On the plus side, we're now much better educated about cancers and their potential causes. Many of us have made lifestyle changes as a result, because we now realise that cure is not the answer. Health services now run screening programmes for breast, cervical and bowel cancer. As a result patients are now presenting much earlier during the disease process, and are much more likely to benefit from treatment.
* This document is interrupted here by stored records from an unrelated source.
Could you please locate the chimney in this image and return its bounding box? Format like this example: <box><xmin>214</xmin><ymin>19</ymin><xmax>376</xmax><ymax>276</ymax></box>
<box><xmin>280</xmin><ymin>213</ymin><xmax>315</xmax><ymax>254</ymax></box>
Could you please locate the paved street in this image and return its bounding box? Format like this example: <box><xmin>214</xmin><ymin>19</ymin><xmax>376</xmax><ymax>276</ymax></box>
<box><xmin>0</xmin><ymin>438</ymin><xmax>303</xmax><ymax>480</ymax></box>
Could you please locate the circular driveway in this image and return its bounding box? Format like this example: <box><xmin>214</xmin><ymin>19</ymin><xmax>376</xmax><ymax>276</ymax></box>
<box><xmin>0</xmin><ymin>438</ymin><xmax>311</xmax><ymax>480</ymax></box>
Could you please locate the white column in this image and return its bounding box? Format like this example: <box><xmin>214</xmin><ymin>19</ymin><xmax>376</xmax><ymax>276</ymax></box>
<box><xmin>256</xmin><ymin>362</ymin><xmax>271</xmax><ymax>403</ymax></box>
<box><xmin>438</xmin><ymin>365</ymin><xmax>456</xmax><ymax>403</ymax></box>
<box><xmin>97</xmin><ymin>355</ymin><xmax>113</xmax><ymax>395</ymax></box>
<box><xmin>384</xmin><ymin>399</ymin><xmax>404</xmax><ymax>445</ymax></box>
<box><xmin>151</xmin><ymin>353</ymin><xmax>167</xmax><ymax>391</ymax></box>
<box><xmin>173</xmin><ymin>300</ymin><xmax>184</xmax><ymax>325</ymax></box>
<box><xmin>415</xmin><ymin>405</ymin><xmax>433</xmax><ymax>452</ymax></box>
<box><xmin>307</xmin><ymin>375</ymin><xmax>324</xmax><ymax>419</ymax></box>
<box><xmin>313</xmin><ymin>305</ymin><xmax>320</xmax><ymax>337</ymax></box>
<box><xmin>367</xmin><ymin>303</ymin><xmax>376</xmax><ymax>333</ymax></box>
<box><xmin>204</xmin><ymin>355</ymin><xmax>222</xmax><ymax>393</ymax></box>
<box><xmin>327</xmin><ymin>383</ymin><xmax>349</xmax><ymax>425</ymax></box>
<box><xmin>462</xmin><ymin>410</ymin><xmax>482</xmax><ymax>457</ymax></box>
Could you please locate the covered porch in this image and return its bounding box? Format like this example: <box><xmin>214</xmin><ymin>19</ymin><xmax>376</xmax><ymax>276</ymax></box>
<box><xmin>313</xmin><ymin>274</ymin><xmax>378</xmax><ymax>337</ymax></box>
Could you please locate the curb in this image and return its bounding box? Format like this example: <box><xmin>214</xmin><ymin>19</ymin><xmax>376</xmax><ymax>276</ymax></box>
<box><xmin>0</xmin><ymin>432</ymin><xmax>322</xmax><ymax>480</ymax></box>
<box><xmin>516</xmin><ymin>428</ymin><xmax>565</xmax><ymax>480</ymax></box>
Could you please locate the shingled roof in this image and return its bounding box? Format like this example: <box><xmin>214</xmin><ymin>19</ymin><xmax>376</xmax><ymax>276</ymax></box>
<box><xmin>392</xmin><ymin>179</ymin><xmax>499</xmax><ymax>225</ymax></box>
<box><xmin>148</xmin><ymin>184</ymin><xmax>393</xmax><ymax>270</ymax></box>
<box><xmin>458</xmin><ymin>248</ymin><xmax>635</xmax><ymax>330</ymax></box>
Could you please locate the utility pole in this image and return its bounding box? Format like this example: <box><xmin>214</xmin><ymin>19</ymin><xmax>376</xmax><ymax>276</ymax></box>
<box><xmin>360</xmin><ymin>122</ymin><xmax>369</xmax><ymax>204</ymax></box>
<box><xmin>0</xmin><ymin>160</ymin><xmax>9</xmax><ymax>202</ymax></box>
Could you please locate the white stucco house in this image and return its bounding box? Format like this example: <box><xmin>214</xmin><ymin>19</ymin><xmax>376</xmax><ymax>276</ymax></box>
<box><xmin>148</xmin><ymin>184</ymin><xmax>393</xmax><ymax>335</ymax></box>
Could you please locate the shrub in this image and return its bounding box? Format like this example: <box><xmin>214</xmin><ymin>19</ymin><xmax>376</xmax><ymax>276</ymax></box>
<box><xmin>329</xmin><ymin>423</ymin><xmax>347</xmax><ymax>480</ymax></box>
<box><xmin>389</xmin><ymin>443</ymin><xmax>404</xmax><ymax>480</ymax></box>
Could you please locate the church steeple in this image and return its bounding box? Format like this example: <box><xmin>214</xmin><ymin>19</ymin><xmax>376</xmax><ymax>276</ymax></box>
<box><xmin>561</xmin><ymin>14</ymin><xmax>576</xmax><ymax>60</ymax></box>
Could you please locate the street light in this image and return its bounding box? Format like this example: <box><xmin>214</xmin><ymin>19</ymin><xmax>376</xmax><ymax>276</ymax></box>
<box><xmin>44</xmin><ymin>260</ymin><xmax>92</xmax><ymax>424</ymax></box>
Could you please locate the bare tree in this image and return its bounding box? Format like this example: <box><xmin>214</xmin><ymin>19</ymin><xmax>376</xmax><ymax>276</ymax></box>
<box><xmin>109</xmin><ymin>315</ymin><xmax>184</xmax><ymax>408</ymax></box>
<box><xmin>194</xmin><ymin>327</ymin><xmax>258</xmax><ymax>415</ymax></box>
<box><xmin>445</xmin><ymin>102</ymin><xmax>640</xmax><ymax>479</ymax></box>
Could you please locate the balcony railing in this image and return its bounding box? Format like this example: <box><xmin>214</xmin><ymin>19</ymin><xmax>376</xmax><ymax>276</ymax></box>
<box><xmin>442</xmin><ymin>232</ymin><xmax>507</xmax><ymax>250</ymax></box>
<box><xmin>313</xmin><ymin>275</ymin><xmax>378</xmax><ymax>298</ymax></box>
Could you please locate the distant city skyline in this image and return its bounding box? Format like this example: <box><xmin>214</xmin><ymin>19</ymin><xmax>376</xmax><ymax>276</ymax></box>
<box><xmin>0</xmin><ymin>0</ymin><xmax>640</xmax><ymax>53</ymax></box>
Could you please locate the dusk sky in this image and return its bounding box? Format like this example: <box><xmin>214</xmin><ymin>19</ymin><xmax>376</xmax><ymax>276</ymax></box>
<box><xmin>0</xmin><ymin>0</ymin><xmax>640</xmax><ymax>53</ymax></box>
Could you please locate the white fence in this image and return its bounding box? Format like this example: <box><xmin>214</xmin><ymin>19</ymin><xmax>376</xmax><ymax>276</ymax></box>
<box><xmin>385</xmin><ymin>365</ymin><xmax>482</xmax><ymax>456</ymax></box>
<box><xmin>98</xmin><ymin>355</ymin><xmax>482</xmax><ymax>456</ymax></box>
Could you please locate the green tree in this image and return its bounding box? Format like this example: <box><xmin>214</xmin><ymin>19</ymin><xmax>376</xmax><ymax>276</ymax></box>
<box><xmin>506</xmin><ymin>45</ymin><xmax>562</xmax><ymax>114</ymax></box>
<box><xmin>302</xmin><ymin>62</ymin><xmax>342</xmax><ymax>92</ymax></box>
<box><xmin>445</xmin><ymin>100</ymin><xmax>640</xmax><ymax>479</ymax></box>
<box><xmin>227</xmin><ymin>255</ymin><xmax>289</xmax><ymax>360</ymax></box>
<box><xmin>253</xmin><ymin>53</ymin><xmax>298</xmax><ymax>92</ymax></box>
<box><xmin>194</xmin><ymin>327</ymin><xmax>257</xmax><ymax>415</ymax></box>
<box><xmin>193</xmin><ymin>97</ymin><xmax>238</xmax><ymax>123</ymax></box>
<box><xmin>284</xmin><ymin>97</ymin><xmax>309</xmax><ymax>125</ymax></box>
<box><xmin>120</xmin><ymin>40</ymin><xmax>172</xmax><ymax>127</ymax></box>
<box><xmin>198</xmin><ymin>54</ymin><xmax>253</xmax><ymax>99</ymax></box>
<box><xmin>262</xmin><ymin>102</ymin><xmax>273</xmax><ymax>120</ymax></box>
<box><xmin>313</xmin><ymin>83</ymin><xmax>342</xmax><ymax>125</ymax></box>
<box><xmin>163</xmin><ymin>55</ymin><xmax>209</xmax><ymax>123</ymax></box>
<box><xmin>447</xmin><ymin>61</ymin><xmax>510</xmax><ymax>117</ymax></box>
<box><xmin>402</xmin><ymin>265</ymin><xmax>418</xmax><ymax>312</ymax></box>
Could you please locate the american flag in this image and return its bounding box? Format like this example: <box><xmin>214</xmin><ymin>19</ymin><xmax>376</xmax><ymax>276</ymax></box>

However, available treatments could do with some improvement. For example, take prostate cancer. There is huge variability between sufferers, and not yet any hard and fast means of assessing what kind of treatment a patient should have. If a man has a low-grade cancer, as measured by the Gleason scoring system, he could still get an aggressive tumour later in life. Should doctors be relying on the Gleason score to decide the extent and duration of chemo? Preferably not, but current options are limited. Luckily epigenetics has recently come up trumps in respect to cancer diagnostics. The enzymes that modify histones behave differently as prostate tumours progress. Scientists can get a good impression by looking at the way histone tails have been tweaked in tumours from different patients. Apparently patterns of global histone modification can serve as an indicator of the future course of disease. Such epigenetic profiling of cancers, coupled with our knowledge of risky mutations, should pave the way for personalising cancer treatments across the board.